卧室里又安静下来了,她也不再动来动去,只剩均匀的呼吸,时间之久,久到他以为她睡着了,却又听他出声,像是发誓一般。
“我也没有妈妈,我爸爸也没办法陪着我了,钟蓝,以后都让我陪你吧!我会对你好的。”
他听的她真诚的话禁不住心中一软,虽然不该。
“好不好?”她晃了晃他的手臂又问。
钟蓝回神,深叹了口气,说:“好。”
她听到回复这才漾开了一个笑,她不会后悔的。
“那你想听听我父母的事情吗?”她无声的笑完又问,直觉便想与他分享。
钟蓝脊背一僵,那个人的故事?只怕他比她要清楚。
几个月前旧案重翻,连他父亲当年被冤枉的事也被提了出来,好在已是死过的人没人在意,连单韵每天关注案子,都没想过把十几年前被冤枉的父亲和自己的关系联系到一起。
“钟蓝?你今天为什么总在出神?”青晨问他,头往后挪了挪,与他的视线平行。
“没什么,想到了一些事,你说吧!”
她点头,这才开始回忆。
“我从出生就没见过我妈妈,那时候我爸爸在A市郊区有一个药品公司,所以我家里情况很好,在班里也没人敢笑话。我爸爸也说过,幸亏家里条件不错,不然我在学校指定会被人议论,可我也是不久之前才知道,原来就是那间公司,才让我爸爸做了那么多错事。药品的成分有问题,还没有生产批文,那时候吃出过几条人命,这是很严重的罪行,会直接枪毙,就算得幸法官网开一面,也是无期。”
“这些我都知道。

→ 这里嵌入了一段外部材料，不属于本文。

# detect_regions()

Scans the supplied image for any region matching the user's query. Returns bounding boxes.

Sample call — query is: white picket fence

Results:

”钟蓝沉声说着,有些不想再听下去。
这些年他一直在找当年的证据,为的就是替父亲翻案,眼看着手的差不多了,却被旁人抢先了一步,原告是他当初手下的技术员,原来这些技术员也都知道药品有问题,药厂倒闭之后,父亲也替他顶了所有罪名,可他还是不安心,势必要将所有知道真相的人全都灭口。几位技术员一个接着一个车祸,这才有了这个案子的起诉。他曾暗地里调差过那几位车祸的时间,最早的在六年前,只比母亲车祸晚了一年,这不得不让他怀疑,母亲那场车祸,根本不是意外。

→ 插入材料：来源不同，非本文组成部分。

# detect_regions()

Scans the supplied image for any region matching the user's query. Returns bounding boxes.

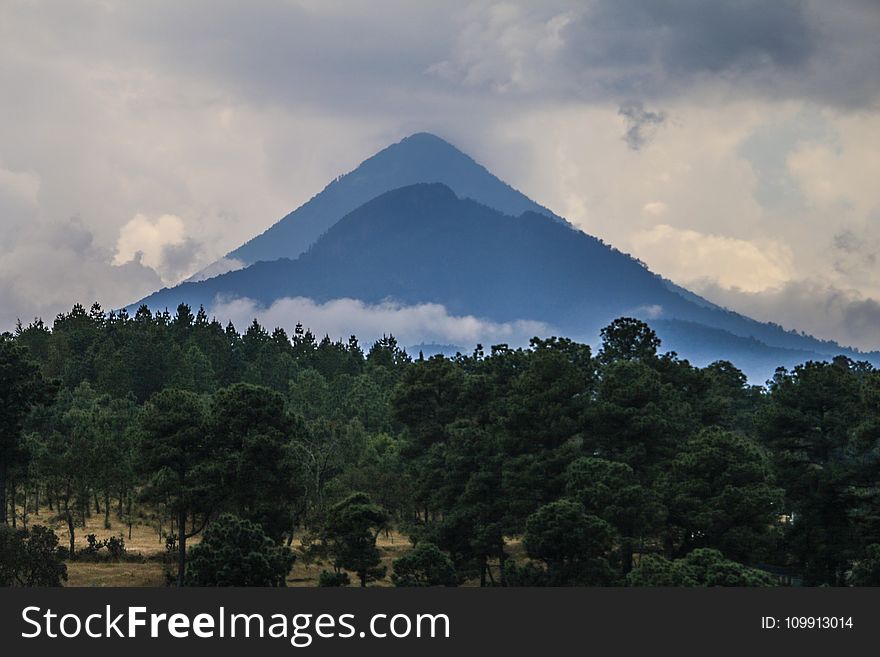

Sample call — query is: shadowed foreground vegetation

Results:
[0,305,880,586]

“钟蓝,其实我爸爸就算做了这么错事,我还是很舍不得他的。”青晨见他不说话,自己也沉默了会儿,可在这样寂静的夜里,真的太适合倾诉,所以她控制不住,想把这几个月来的无助,全部摊开。
“他……对你很好?”钟蓝问,目光闪烁。
青晨咬唇,摇摇头又点点头,“可能他有他自己对我好的方式吧!他从不来学校开家长会,明知道我没有妈妈也不会加倍的疼爱我,我小时候挺恨他,长大了就不这么想了,我甚至还给自己找着理由,觉得他做的错事,都是因为我妈妈。”她说着停顿了一下,吸吸鼻子呼了口气又小声道:“他从小到大也就只骂过我一次,就是我问他我母亲的事,他说那个贱人嫌贫爱富,你提她做什么?我从此不问,却有一次他喝酒之后有些醉了,竟然对我说,你母亲最会画画,也画的最好。”
钟蓝注视了她一会儿,从她的话里听出了些什么,说:“所以你学美术。”
“嗯。”她点头。
“我那时跟爸爸说要读这个,他也没有反对,可因为我不是从小就学,尽管有些天分,却也吃力的很。”

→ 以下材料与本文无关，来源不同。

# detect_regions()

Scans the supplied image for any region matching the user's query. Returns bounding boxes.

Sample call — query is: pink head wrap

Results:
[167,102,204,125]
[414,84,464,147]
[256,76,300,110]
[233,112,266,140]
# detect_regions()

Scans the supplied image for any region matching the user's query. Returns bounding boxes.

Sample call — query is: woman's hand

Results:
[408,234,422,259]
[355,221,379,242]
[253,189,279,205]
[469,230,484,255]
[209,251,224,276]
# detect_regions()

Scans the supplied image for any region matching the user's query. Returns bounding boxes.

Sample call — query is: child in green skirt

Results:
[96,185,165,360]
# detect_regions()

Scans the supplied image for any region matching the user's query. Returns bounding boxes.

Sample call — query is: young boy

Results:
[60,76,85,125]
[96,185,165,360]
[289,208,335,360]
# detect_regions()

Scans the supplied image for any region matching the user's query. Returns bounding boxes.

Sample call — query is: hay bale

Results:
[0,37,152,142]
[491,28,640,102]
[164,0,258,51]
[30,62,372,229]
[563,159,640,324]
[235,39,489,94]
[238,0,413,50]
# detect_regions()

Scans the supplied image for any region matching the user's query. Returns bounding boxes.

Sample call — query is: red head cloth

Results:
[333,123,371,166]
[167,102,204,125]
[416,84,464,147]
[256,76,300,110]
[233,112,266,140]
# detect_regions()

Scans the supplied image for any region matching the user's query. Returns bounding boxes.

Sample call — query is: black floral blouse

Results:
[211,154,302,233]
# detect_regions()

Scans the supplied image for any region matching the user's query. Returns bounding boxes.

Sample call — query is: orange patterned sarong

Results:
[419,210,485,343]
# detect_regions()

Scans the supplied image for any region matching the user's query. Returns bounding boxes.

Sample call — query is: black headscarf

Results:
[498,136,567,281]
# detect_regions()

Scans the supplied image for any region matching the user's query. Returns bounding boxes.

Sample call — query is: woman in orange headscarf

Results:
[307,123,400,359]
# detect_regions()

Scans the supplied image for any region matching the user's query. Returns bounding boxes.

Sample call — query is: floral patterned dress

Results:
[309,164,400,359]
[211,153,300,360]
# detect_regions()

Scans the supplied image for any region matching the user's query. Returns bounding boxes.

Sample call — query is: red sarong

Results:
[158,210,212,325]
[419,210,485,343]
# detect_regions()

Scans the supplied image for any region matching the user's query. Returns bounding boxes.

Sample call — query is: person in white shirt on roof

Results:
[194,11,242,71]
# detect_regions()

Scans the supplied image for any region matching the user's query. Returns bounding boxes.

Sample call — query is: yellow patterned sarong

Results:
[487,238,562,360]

“我知道了。”他不知道该不该安慰,可见她无声流泪,他的喉咙也跟着发紧。
青晨睁着眼泪婆娑的眼跟他对视了一会儿,之后又把脸埋在他胸前,语气有些闷闷的,明明自己难过,却又想去宽慰他。
“所以你要好好的生活,多笑一笑,这样天上的叔叔阿姨才会知道你过的好,我每次去看我爸爸,我都穿最好的衣服,睡得饱饱的,他也许再也出不来了,但让他知道我生活的好,是我唯一能尽的一点儿孝心了。”
……
“睡吧!”钟蓝听完拍她的背,见她听话的闭眼这才卸下重重伪装。
看着她他心中柔软,想起她父亲他又恨意勃发,一直有一个感觉,好像自己要沦陷了,但是不能,没有亲手将她父亲送进监狱,这是他不能磨灭的遗憾,可是青晨,好在他还留了一个你。
每次哭过她总是入睡特别快,再加上现在他在身边,更是从未有过的安心,所以一下睡到大天亮以后,屋子里就剩她一人了,厨房餐桌上有冒着热气的粥,旁边还放着一个便签,上面写道:中午来事务所,一起去吃饭。
青晨看着他这句话心里有些微漾,去事务所,那可不是所有人都要知道了吗?
她坐下喝粥,心有所思,却也甜甜的,这时门铃突然响了,她急忙站起来,想着一定是他又回来了,可打开门,站在门外的却是于盛。
“怎么是你?”她下意识的问,很是意外,自然你没留意到他眼眸里闪过的一抹受伤,只是稍瞬即逝,随后又恢复以往的笑脸。
“我来给你送这个,我昨天力气没控制好,你是女孩子皮肤娇气。”于盛说着扬了扬手上的袋子,是一瓶按摩油,可以促进血液循环消肿褪红的。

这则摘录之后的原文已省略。